2004年 100km Walk

 
◆北川 あえ(岡山政経塾 一期生)

「2004年100キロ歩行


 昨年に引き続きサポート・チームに参加させていただきました。そして今年もまた、参加者一人一人から、胸を打つものを頂きました。ありがとうございました。

 歩かれている方は、ただただ前を向き黙々と規定のコースをこなしていましたが、その胸の内には、「しんどい、なんで歩くの、いや絶対歩いてやる、いやもうやめる、でもやっぱりゴールしたい、もうなにも考えられない」と、いろいろな思いが渦巻いていたのだと想像します。サポーターとして、脇からそして背中から、ただひとり頑張りではなく、参加者全員の頑張りを見せてもらいました。そして幾人かの方の口惜しさも見せてもらいました。悲しいのか、嬉しいのか、いらだたしいのか、おそらくは本人にもわからないであろう涙も見せてもらいました。



 なぜ100キロ歩くのか、何の為に歩くのか、という疑問は行程の進行につれて意識の背景へと退いていきました.100キロに対する問いは、歩いている姿が、その回答を凌駕しています。感動とは、そういった定義を超越した感応なのだろうと思いました。矛盾した複雑な思いを、矛盾したまま飲み込めてしまう。感動を共にした者は、長く物語を語ることができます。何度も何度も同じ話をし、何度も何度も感動を分かち合うことになるのでしょう。

 私は、100キロ歩くことが何だか判らないままに歩いてしまった1期生を、昨年体験していてよかったと思っています。
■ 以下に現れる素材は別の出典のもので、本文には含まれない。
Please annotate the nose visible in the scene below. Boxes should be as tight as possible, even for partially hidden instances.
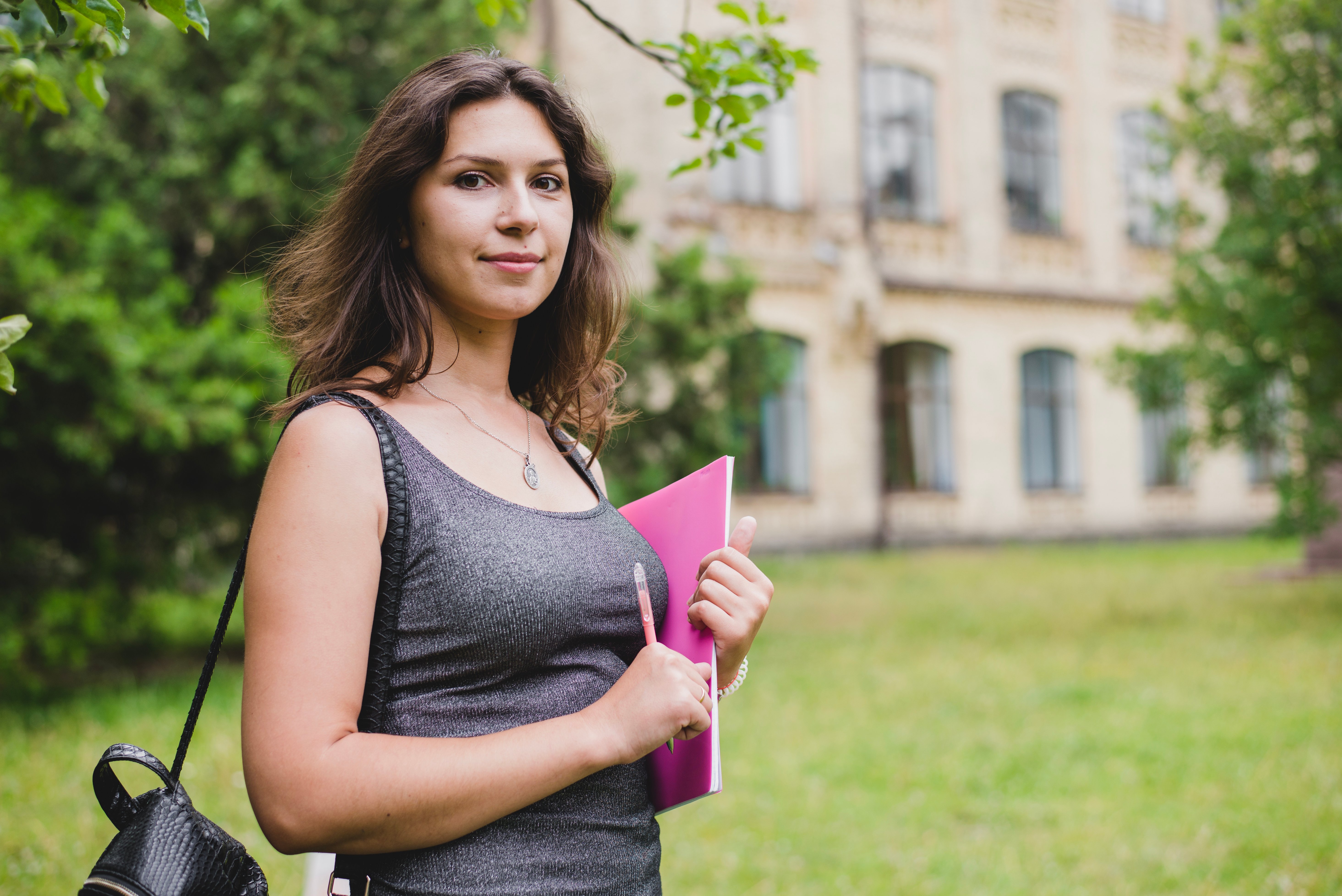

今年もそうでしたが、出会ってしまった100キロという出来事に、参加者は果敢に、しかしゆっくりと着実に立ち向かうだけだったと思います。いろんな果敢さ、いろんな着実さがありました。その本質が昨年は、粗野でむき出しでした。今年はいささか、去年より賢者が多かったように思います。(当たり前ですね。去年より賢いのは。)



 この感動を誰もが味わいたい(それも成功裏に味わいたい)であろうことは、理解します。しかし、参加する人数が多くなれば、今度はスポーツイベント化していくことになるでしょう。それはそれで、大変意義深いことだとは思います。「来年は、ここの空き地にテントたてりゃあええが」と言ってくださった地元の方もいました。嬉しいことです。

 その反面、次回は少数精鋭、4期生なら4期生だけで運営するのもいいのかなとも思います。サポートもどうしていいか判らず右往左往して、辛さと喜びに引き裂かれながら、若干の体験者と自分達で集められる外部協力者、例えば5期に入塾して欲しい人、政経塾を見せたい大切な人、24時間+αのボランティアを厭わない気っ風の好い友人、そんな仲間を募って乗り切ってしまうのもいいなと感じています。

 たとえ大きなスポーツイベントになって、100キロ歩行の意義や定義や規則がしっかりして、運営も組織的になったとしても、あるいは逆に、粗野なやる気がシステマティックに昇華されず、ひたすら100キロ歩く無鉄砲な「体育会系」な人々になったとしても、私は、政経塾で100キロ歩くことに、何らかの形で参加します。痛みに耐えながら、孤独な100キロから逃げない人達が創り出す感動。そんな人間の複雑で単純な力を何度も感じたいです。

 100キロ歩行に関わったすべての人々に、感謝しています。男はみんなカッコよかったし。女はみんなキュートだった。セーラー広告の方々も、素敵でした。全員の疲労困憊したきたない姿が、本当にきれいでした。感動しました。